English Atrocities in China
An editorial essay by Marx exposing the brutal crimes committed by the British invaders against China during the Second Opium War. Written around April 10, 1857. Published in the New-York Daily Tribune, No. 4984, April 10, 1857.
In October 1856, British colonists launched the Second Opium War with the pretext of the “Arrow” incident. Marx, who was in London, wrote a series of editorials on the Chinese question for the American newspaper, the New-York Daily Tribune, of which this article is one. In English Atrocities in China, Marx criticized the British Prime Minister’s defense of the provocative acts of the British colonists against the Chinese, and exposed the fact that the British government deliberately plotted the “Arrow Incident” under the pretext that “English life and property are endangered by the aggressive acts of the Chinese!”, the article exposed and criticized the false reports of the British newspapers and some American newspapers which wantonly attacked the Chinese people. The “Arrow” was in fact a Chinese ship, the Chinese authorities from Guangdong port had arrested several pirates and smugglers after checking the ship, this was China’s internal affairs and had nothing to do with Britain. The British consulate in Guangzhou fabricated that the Arrow was a British ship and Chinese authorities had insulted the British government by checking the British-flagged ship, thus Britain had started the Second Opium War on the pretext of that incident. Marx denounced this war as “the most unrighteous war” and pointed out that the war had led to the massacre of innocent Chinese residents and businessmen, caused heavy destruction of their houses by artillery fire and severely violated the most fundamental human rights. However, the British media concealed the British colonialists’ criminal acts in China, such as illicit opium trade, tax evasion and bribery, he said: We “hear nothing of the wrongs” inflicted “even unto death” upon misguided and bonded emigrants sold to worse than Slavery on the coast of Peru, and into Cuban bondage. We “hear nothing of the bullying spirit” often exercised against the timid nature of the Chinese. Marx praised China’s fighting spirit against foreign aggression, pointing out that “in China, the smothered fires of hatred kindled against the English during the Opium War have burst into a flame of animosity which no tenders of peace and friendship will be very likely to quench.”
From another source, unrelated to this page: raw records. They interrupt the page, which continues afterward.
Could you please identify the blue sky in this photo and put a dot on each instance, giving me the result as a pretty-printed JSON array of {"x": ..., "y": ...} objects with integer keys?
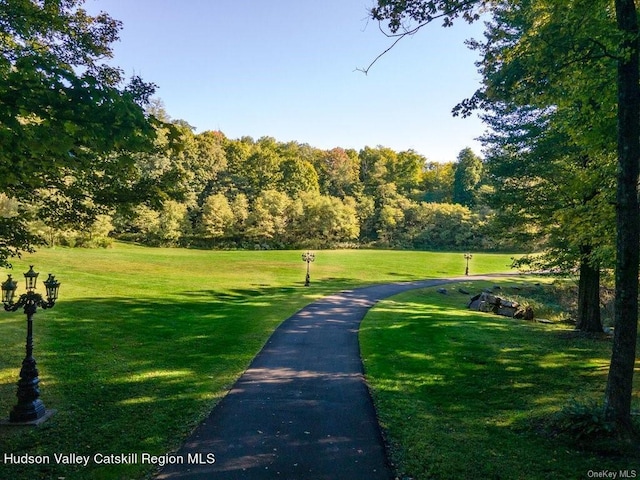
[{"x": 287, "y": 69}]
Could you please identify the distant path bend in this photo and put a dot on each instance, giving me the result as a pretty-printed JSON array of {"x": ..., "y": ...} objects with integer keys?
[{"x": 302, "y": 410}]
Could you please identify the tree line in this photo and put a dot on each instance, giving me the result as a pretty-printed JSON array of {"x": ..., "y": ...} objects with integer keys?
[
  {"x": 216, "y": 192},
  {"x": 561, "y": 94},
  {"x": 86, "y": 152}
]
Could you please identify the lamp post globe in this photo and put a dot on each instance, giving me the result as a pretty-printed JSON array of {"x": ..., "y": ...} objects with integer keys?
[
  {"x": 29, "y": 409},
  {"x": 467, "y": 257},
  {"x": 308, "y": 257}
]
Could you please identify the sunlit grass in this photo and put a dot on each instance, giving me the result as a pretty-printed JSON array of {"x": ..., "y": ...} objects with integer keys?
[
  {"x": 143, "y": 342},
  {"x": 462, "y": 394}
]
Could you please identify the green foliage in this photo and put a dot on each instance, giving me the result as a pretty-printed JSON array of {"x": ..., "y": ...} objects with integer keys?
[
  {"x": 69, "y": 124},
  {"x": 466, "y": 178},
  {"x": 145, "y": 341},
  {"x": 583, "y": 422},
  {"x": 463, "y": 394}
]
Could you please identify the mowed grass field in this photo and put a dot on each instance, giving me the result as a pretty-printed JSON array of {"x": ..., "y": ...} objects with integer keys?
[
  {"x": 463, "y": 394},
  {"x": 143, "y": 342}
]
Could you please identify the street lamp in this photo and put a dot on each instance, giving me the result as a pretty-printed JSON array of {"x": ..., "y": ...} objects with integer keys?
[
  {"x": 30, "y": 408},
  {"x": 308, "y": 257},
  {"x": 467, "y": 257}
]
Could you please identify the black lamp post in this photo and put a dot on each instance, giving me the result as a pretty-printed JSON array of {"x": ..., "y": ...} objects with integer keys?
[
  {"x": 467, "y": 257},
  {"x": 30, "y": 408},
  {"x": 308, "y": 257}
]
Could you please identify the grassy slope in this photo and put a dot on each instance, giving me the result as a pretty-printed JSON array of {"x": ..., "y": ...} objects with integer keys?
[
  {"x": 143, "y": 342},
  {"x": 462, "y": 394}
]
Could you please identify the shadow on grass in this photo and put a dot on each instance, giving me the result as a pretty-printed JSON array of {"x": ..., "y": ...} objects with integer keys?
[
  {"x": 459, "y": 393},
  {"x": 137, "y": 375}
]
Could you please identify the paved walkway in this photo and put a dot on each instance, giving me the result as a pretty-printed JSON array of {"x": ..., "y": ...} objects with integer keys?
[{"x": 302, "y": 410}]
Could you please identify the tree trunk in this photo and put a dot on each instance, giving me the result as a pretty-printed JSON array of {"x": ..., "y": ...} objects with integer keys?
[
  {"x": 620, "y": 382},
  {"x": 589, "y": 319}
]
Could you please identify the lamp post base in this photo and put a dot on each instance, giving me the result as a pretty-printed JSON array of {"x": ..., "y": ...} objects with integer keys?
[{"x": 29, "y": 423}]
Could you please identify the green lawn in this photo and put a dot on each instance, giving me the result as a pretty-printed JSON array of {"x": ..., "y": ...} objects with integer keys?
[
  {"x": 143, "y": 341},
  {"x": 462, "y": 394}
]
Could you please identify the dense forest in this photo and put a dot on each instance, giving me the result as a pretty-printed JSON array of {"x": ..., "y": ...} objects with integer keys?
[{"x": 215, "y": 192}]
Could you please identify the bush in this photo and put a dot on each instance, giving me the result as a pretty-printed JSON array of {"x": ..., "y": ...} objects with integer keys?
[{"x": 583, "y": 422}]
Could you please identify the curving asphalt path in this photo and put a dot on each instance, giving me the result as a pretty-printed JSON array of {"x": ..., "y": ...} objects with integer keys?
[{"x": 302, "y": 410}]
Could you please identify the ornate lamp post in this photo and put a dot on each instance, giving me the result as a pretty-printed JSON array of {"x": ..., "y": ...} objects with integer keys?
[
  {"x": 30, "y": 408},
  {"x": 467, "y": 257},
  {"x": 308, "y": 257}
]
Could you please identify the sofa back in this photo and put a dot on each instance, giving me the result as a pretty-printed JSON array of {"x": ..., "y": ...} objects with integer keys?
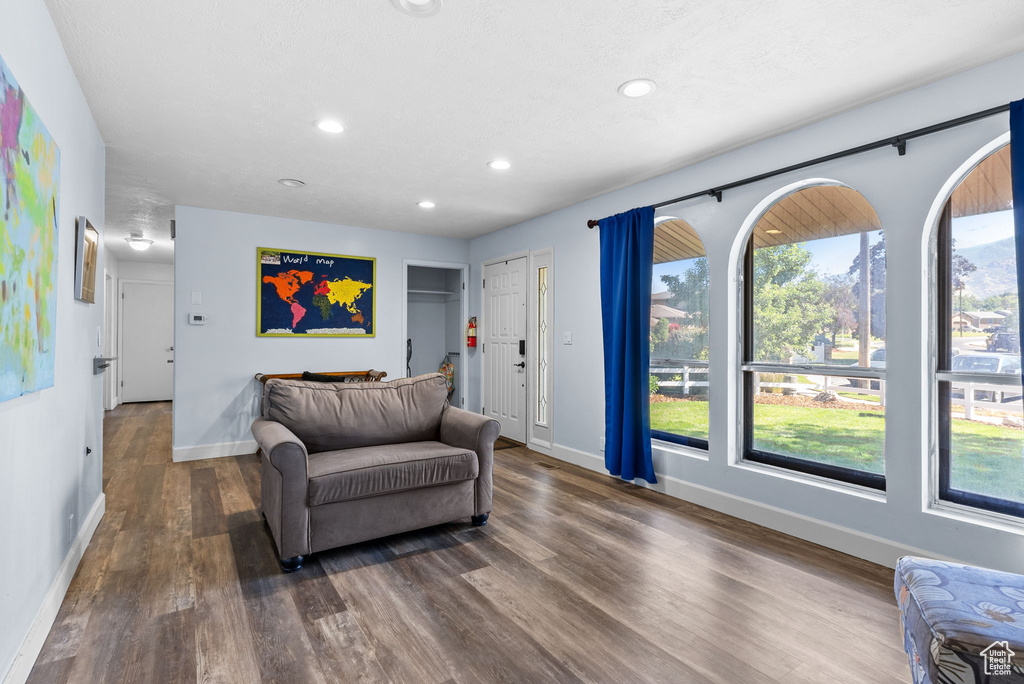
[{"x": 328, "y": 416}]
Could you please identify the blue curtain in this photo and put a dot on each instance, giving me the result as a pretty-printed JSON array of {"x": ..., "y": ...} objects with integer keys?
[
  {"x": 1017, "y": 175},
  {"x": 627, "y": 265}
]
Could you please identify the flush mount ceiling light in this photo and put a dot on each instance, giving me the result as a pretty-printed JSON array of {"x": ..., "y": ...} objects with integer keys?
[
  {"x": 138, "y": 243},
  {"x": 330, "y": 126},
  {"x": 637, "y": 88},
  {"x": 418, "y": 7}
]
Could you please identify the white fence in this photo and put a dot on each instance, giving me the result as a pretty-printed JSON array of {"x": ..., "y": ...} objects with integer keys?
[{"x": 974, "y": 395}]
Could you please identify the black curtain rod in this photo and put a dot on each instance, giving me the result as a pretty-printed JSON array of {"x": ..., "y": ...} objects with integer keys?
[{"x": 898, "y": 141}]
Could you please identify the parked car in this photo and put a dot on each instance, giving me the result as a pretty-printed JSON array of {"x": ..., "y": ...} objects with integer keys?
[
  {"x": 1004, "y": 341},
  {"x": 987, "y": 362}
]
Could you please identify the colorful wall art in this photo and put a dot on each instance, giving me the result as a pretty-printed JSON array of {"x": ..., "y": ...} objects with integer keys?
[
  {"x": 30, "y": 168},
  {"x": 306, "y": 294}
]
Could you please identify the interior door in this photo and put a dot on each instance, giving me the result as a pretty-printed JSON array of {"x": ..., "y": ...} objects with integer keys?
[
  {"x": 505, "y": 346},
  {"x": 146, "y": 342}
]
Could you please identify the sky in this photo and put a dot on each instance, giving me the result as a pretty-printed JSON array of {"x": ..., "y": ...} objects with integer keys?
[{"x": 835, "y": 255}]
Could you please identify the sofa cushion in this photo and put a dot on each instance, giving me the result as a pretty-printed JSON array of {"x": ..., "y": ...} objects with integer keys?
[
  {"x": 960, "y": 620},
  {"x": 334, "y": 416},
  {"x": 369, "y": 471}
]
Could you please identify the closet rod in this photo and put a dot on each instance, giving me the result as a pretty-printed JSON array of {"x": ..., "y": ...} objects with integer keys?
[{"x": 898, "y": 141}]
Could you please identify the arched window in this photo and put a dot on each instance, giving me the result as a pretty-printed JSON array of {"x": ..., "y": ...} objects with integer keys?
[
  {"x": 981, "y": 425},
  {"x": 815, "y": 336},
  {"x": 679, "y": 319}
]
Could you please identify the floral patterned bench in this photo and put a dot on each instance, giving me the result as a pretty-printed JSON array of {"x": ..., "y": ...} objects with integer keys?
[{"x": 961, "y": 624}]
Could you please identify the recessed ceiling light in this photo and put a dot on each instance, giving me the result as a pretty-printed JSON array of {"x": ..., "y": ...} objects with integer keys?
[
  {"x": 330, "y": 126},
  {"x": 138, "y": 243},
  {"x": 637, "y": 88},
  {"x": 419, "y": 7}
]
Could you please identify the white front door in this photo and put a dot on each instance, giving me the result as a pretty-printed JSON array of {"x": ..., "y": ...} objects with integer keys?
[
  {"x": 504, "y": 345},
  {"x": 146, "y": 342}
]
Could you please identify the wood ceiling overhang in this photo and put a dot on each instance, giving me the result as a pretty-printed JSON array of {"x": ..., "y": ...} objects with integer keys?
[{"x": 827, "y": 211}]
English Atrocities in China analyzed the real causes of the outbreak of the Opium War on the basis of the facts, while unmasking the colonial policy of the British ruling group, it also exposed the essence of the British bourgeois press distorting the facts to defend the aggressive behavior and stimulate the bloodthirsty instinct of the compatriots. This article also shows Marx’s distinct attitude of defending justice and truth from the standpoint of the oppressed nation, his support the Chinese people’s just struggle against the British aggression.